The definition of suitable employment has been exhaustively discussed in Wollongong Nursing Home Pty Ltd v Dewar[12] and also Graden Bathrooms Pty Ltd v Workers Compensation Nominal Insurer.[13] The key points from those decisions is whether a worker has an ability to return to work in suitable employment depends on whether there are real jobs in the labour market in which the injured worker would be able to work. If there are not, then an injured worker will not have current work capacity. The decisions clearly state that geography, age and availability of work are irrelevant.
[12] [2014] NSWWCCPD 55.
[13] [2020] NSWWCCPD 36.
To determine whether there is suitable employment in the applicant’s case, it is necessary to consider first the nature of the applicant’s incapacity and the medical evidence.
Section 32A directs assessment with reference to certificates of capacity provided under s 44B. There is a medical certificate during the alternate period with Dr Truong certifying total incapacity from 12 May 2022 and 9 June 2022. There are no further certificates as liability was declined on 1 June 2022 and indeed s 44B(2) no longer makes certification a mandatory requirement given such liability status.

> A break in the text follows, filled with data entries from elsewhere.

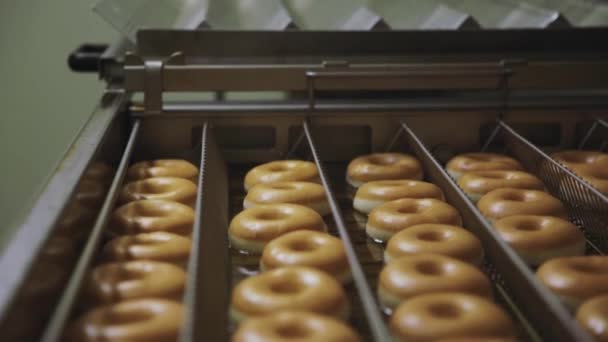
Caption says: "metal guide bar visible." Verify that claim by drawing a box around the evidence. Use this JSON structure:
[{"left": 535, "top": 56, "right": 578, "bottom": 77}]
[
  {"left": 579, "top": 117, "right": 608, "bottom": 150},
  {"left": 302, "top": 120, "right": 391, "bottom": 342},
  {"left": 41, "top": 119, "right": 141, "bottom": 342},
  {"left": 180, "top": 123, "right": 230, "bottom": 342},
  {"left": 496, "top": 121, "right": 608, "bottom": 253},
  {"left": 400, "top": 122, "right": 591, "bottom": 342}
]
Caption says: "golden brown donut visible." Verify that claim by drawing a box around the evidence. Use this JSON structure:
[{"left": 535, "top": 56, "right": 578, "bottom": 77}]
[
  {"left": 244, "top": 160, "right": 320, "bottom": 192},
  {"left": 366, "top": 198, "right": 462, "bottom": 242},
  {"left": 537, "top": 256, "right": 608, "bottom": 310},
  {"left": 127, "top": 159, "right": 199, "bottom": 183},
  {"left": 55, "top": 201, "right": 97, "bottom": 240},
  {"left": 551, "top": 150, "right": 608, "bottom": 170},
  {"left": 436, "top": 338, "right": 517, "bottom": 342},
  {"left": 576, "top": 295, "right": 608, "bottom": 341},
  {"left": 574, "top": 166, "right": 608, "bottom": 195},
  {"left": 85, "top": 261, "right": 186, "bottom": 304},
  {"left": 229, "top": 204, "right": 326, "bottom": 254},
  {"left": 353, "top": 180, "right": 445, "bottom": 214},
  {"left": 477, "top": 188, "right": 568, "bottom": 221},
  {"left": 110, "top": 199, "right": 195, "bottom": 236},
  {"left": 494, "top": 215, "right": 585, "bottom": 266},
  {"left": 66, "top": 299, "right": 184, "bottom": 342},
  {"left": 390, "top": 292, "right": 515, "bottom": 342},
  {"left": 385, "top": 224, "right": 484, "bottom": 265},
  {"left": 346, "top": 153, "right": 423, "bottom": 188},
  {"left": 232, "top": 310, "right": 361, "bottom": 342},
  {"left": 74, "top": 178, "right": 109, "bottom": 209},
  {"left": 260, "top": 230, "right": 351, "bottom": 284},
  {"left": 244, "top": 181, "right": 330, "bottom": 216},
  {"left": 446, "top": 153, "right": 523, "bottom": 180},
  {"left": 119, "top": 177, "right": 198, "bottom": 207},
  {"left": 103, "top": 232, "right": 191, "bottom": 268},
  {"left": 230, "top": 266, "right": 349, "bottom": 322},
  {"left": 378, "top": 254, "right": 492, "bottom": 309},
  {"left": 458, "top": 170, "right": 544, "bottom": 203},
  {"left": 83, "top": 161, "right": 114, "bottom": 183}
]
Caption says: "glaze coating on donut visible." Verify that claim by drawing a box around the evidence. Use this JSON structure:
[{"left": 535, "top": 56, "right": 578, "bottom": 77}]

The applicant’s evidence is that following incarceration he actively sought out and participated in treatment. Dr Fairhall also suggested that the applicant would ultimately return to work, albeit not in pre-injury duties but that he would benefit from a core strengthening program for a period of three to six months to optimise recovery. The applicant located such employment in February 2023 following such a program.
The respondent maintains that there is no evidence to suggest that the applicant was not fit to undertake work following release from incarceration until the time of his employment in February 2023. This is not the case. The general practitioner, medico-legal evidence and treating neurosurgeon have all certified restrictions varying from total incapacity to permanent restrictions and specifically Dr Fairhall suggested in October 2022 core strengthening for a period of three to six months to optimise recovery, a forecast and prediction ultimately realised when the applicant located employment in February 2023 which he has successfully maintained to date. (I note that Dr Miniter also shared this opinion in his comment on fitness wherein he stated: “He needs to gain levels of physical fitness and manage his discomfort as best he can”.)
On the basis of the global medical evidence, I find the applicant has not been suited to any real form of physical or sedentary that would be commensurate with his age, education, skills and work experience, medical certification and rehabilitation during the alternate period.
Overall, in the circumstances and given the restrictions nominated in the medical evidence, I find that the applicants ongoing disability results in a finding that he has between 12 May 2022 and 27 February 2023 had no current work capacity in either pre-injury or suitable employment no matter how abstract the provisions of s 32A(b) describe potential employment.
SUMMARY
For the reasons above, I find the applicant is entitled to weekly compensation from 12 May 2022 to 27 February 2023. I accordingly make the orders set out on page 1 of the Certificate of Determination.